In total, 1,083 patients were admitted to the ICU during the study period, of whom 69% (n=749) had a nasal swab for MRSA taken at admission. Of the 749, 21.9% (n=164) had positive nasal colonization with MRSA at the time of ICU admission, and 10.4% (n=19) converted to testing positive during their ICU stay. The occurrence of either type of MRSA infection (LRTI or BSI) was similar for patients with or without MRSA nasal colonization identified at ICU admission (27.4% vs. 22.7%; P=0.211). MRSA infection occurrence was also similar for patients with and without MRSA nasal colonization identified at any point in their ICU stay (27.9% vs. 22.4%; P=.134). The positive predictive value of MRSA nasal colonization for infections for LRTI was 17.7%; negative predictive value was 84.4%. Sensitivity was 24.2% and specificity was 78.5%. For BSI, the positive predictive value was 11% and negative predictive value was 89.7%, with 23.1% sensitivity and 78.2% specificity.

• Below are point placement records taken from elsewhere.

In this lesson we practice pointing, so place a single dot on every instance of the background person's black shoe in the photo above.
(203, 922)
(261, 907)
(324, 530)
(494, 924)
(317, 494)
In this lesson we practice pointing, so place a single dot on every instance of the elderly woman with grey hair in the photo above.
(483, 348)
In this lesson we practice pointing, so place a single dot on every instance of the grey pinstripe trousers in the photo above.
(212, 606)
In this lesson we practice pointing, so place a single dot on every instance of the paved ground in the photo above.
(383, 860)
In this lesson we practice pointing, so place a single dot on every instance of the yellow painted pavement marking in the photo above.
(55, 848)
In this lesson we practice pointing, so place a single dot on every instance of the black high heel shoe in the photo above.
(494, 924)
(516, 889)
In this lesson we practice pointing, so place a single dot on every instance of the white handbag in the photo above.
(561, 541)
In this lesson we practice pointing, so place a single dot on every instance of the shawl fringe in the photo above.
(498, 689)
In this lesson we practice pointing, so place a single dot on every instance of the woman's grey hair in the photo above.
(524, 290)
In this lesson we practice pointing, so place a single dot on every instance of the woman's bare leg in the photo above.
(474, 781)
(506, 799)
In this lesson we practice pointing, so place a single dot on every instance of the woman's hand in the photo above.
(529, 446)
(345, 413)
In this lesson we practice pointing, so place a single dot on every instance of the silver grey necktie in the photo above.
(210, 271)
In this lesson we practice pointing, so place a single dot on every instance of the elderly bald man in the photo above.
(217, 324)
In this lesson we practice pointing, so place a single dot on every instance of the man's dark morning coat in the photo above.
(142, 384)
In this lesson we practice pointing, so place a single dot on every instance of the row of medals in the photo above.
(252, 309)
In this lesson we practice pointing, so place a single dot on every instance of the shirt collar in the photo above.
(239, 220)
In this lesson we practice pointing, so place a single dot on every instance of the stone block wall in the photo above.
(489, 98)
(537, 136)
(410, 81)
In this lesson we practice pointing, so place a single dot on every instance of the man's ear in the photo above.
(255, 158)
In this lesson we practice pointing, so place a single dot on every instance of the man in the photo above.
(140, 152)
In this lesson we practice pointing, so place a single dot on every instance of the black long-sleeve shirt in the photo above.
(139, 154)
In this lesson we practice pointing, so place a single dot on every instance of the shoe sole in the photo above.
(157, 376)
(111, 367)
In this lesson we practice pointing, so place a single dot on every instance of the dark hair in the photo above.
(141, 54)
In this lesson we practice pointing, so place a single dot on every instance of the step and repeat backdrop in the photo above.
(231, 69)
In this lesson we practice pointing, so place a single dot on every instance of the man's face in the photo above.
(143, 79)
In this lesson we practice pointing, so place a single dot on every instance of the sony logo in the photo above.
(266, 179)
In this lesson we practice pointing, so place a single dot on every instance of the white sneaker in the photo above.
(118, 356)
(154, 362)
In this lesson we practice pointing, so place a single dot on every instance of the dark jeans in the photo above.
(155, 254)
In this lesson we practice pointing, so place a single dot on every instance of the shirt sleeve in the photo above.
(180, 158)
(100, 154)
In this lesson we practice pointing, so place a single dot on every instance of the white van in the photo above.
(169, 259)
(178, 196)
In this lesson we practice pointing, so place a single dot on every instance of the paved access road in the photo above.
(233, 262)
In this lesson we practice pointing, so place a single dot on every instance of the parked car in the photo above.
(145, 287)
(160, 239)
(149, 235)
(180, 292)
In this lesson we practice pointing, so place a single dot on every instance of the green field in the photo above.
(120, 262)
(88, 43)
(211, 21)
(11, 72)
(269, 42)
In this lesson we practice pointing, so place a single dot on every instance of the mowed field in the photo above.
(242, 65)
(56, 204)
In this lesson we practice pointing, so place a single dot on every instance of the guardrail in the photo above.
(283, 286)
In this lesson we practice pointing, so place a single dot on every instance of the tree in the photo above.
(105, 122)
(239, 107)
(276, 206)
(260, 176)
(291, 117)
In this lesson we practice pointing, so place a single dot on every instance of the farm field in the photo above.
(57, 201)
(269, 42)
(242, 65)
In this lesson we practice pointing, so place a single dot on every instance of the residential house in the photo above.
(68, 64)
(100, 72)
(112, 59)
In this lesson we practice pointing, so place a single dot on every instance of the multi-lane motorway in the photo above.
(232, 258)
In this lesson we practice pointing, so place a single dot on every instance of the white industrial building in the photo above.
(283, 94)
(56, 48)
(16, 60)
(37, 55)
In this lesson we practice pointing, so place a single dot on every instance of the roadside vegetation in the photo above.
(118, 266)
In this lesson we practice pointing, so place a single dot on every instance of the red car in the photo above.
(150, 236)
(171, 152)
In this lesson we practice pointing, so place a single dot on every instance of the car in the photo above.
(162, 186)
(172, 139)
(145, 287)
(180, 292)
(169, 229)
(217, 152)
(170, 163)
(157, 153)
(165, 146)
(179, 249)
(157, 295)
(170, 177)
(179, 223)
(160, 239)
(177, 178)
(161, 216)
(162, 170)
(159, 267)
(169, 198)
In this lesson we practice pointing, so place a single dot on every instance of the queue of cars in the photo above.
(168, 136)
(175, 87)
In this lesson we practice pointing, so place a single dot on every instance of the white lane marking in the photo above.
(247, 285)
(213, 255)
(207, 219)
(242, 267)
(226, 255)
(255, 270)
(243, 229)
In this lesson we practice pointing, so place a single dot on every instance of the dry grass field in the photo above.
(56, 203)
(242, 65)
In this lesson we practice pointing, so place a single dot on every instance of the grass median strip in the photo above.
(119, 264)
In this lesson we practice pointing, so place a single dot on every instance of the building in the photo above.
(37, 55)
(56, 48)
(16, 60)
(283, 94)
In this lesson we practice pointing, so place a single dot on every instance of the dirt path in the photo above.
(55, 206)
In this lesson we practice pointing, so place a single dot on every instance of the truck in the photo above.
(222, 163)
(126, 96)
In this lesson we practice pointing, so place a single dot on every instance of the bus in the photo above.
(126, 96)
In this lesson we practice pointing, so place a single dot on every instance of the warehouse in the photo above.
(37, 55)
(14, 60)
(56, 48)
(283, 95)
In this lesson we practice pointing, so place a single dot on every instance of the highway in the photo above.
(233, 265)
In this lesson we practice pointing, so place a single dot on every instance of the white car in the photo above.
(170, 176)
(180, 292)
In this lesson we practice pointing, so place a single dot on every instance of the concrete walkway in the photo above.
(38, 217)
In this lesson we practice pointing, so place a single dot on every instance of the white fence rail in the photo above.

Had clinicians in the study used the results of nasal swabs alone to judge the need for antimicrobial treatment of ICU-acquired MRSA infections, 73% of patients with MRSA lower respiratory tract infections and 73% of those with MRSA bloodstream infections wouldn't have been appropriately treated at the time infection was clinically inspected and antibiotics first prescribed, the authors noted. Surveillance swabs from multiple sites—the stool, axilla, etc.—likely would have improved predictive accuracy, as has been the case with other types of infection, so the results probably reflect the use of nasal colonization as a sole factor in making treatment decisions, they said. At-risk patients shouldn't have appropriate antimicrobial therapy withheld on the basis of previous negative MRSA nasal-swab results alone, they wrote. Further, since nasal colonization isn't predictive of MRSA infection, upper airway decontamination may not be a useful preventive measure, they added.
Study limitations include that only 69% of patients had swabs taken at the time of ICU admission, which may have led to underestimating the accuracy of the initial swab. Also, if the untested patients were actually positive for MRSA but were not placed on contact isolation, they could have been a source of spread to patients whose swabs initially tested negative.